Giving Thanks for the Regression Menu
Juicy, butter roasted turkey.
Steaming mashed potatoes.
Tangy cranberry relish.
Delicious candied sweet potatoes.
Creamy green bean casserole.
Sweet and airy corn bread.
Silken pumpkin pie.
The traditional Thanksgiving menu has so many mouth-watering dishes on the table, you don’t know where to start.
If you savor statistics as much as food, you might feel similarly as you gaze at all of the delicious analyses on Minitab’s Regression menu:
How can you decide which regression analysis to choose? In this post, I’ll give you some bite-sized samples of each regression dish to help you decide which one to heap on your plate.
Regression with a Categorical Response
Ever notice the horizontal divider lines on the Minitab menus? Those are not just to prevent our programmers from writing crooked. Think of them as the separators on a paper plate that keep your cranberry sauce from running into your mashed potatoes, so they don’t mix together and turn pink.
For example, the line at the bottom of the menu neatly separates all the regression analyses that have a categorical response variable.
To use one of these analyses, each response in your data must fall into a separate category. Choose between them based on what kind of categorical response you have. Here’s a concrete scenario:
Binary Logistic Regression: The response falls into one of two categories.
Example: You track whether each person took an antacid after Thanksgiving dinner or not (Yes or No)
The odds of a person taking an antacid increases, on average, 2.35 times with each helping of candied sweet potatoes.
Ordinal Logistic Regression: The categories of your response can be ordered from least to greatest.
Example: You record how many belt buckle notches each person expanded their belt after dinner (0-4 notches)
On average, each additional helping of mashed potatoes results in a 36% increase in the odds that you will expand your belt by another notch.
Nominal Logistic Regression: The categories of your response do not follow an order.
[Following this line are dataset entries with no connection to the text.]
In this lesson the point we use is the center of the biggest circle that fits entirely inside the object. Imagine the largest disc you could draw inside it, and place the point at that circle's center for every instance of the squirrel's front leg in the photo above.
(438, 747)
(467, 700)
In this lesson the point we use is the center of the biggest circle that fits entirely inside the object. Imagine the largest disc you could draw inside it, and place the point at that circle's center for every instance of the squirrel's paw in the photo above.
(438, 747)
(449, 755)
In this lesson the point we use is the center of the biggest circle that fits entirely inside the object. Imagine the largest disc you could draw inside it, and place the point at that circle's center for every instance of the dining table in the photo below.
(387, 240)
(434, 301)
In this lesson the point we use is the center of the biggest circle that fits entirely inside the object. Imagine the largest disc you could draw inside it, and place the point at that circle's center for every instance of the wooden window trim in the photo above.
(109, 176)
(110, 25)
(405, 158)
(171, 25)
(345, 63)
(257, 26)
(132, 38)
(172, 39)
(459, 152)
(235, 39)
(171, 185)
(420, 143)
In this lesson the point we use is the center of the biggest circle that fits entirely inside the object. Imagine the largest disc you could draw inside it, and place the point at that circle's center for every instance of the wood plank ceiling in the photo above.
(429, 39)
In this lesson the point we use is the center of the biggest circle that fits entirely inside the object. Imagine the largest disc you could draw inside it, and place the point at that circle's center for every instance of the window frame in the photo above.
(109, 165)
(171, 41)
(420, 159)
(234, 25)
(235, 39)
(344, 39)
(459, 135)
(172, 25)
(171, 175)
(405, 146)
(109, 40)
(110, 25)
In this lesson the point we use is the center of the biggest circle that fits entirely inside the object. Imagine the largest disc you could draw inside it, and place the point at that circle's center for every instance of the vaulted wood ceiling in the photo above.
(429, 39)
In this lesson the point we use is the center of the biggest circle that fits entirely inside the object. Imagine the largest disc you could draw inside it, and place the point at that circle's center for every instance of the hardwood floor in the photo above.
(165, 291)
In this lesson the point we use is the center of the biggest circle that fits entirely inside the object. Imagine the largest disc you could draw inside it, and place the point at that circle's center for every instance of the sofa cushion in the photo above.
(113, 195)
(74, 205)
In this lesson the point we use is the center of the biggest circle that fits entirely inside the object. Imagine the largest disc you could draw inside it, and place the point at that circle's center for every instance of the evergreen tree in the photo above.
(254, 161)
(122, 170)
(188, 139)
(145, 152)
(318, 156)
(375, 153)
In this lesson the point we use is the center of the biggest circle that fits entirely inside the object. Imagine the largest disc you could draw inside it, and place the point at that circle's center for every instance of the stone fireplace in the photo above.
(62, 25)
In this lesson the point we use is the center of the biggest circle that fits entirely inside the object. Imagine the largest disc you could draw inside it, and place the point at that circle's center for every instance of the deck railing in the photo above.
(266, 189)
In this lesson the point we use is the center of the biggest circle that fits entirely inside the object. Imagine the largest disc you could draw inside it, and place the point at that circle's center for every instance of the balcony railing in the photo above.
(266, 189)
Example: You ask each person which of these animals they most feel like after Thanksgiving dinner: A beached whale, a sea elephant, or an anaconda after swallowing a wild pig.
With each additional serving of turkey, people are 4.37 times more likely to feel like an anaconda after swallowing wild pig than a beached whale.
Regression with a Continuous Response
The line at the top of Minitab's Regression menu neatly separates regression analyses that use a continuous response variable.
To use one of these analyses, each response must be a measurement on a continuous scale, such as length, weight, or time.
Regression: You have one or more continuous predictors, and a continuous response.
Example: You track how many minutes each person spends laying belly-up on the living room floor after Thanksgiving dinner.
Each additional helping of chestnut stuffing results in an increase of 4.28 minutes, on average, of laying belly-up on the living room floor after dinner (when the servings of all of the other dishes are held constant).
General Regression: You have a mix of categorical and continuous predictors, and a continuous response.
Example: Besides the continuous predictors for the helpings of each dish, your model for belly-up time also includes a categorical predictor to indicate whether each person ate snacks before the Thanksgiving meal (Yes or No).
Eating snacks before the Thanksgiving meal increases the time spent bellyup on the floor by about 17 minutes, on average, when the helpings of all of the other dishes are held constant.
Stepwise Regression: Minitab identifies a useful subset of predictors based on the statistical significance of the predictors (using stepwise, forward selection, or backward elimination)
Example: You want Minitab to tell you which dishes have a statistically significant effect on the number of minutes people spend belly-up on the floor after dinner.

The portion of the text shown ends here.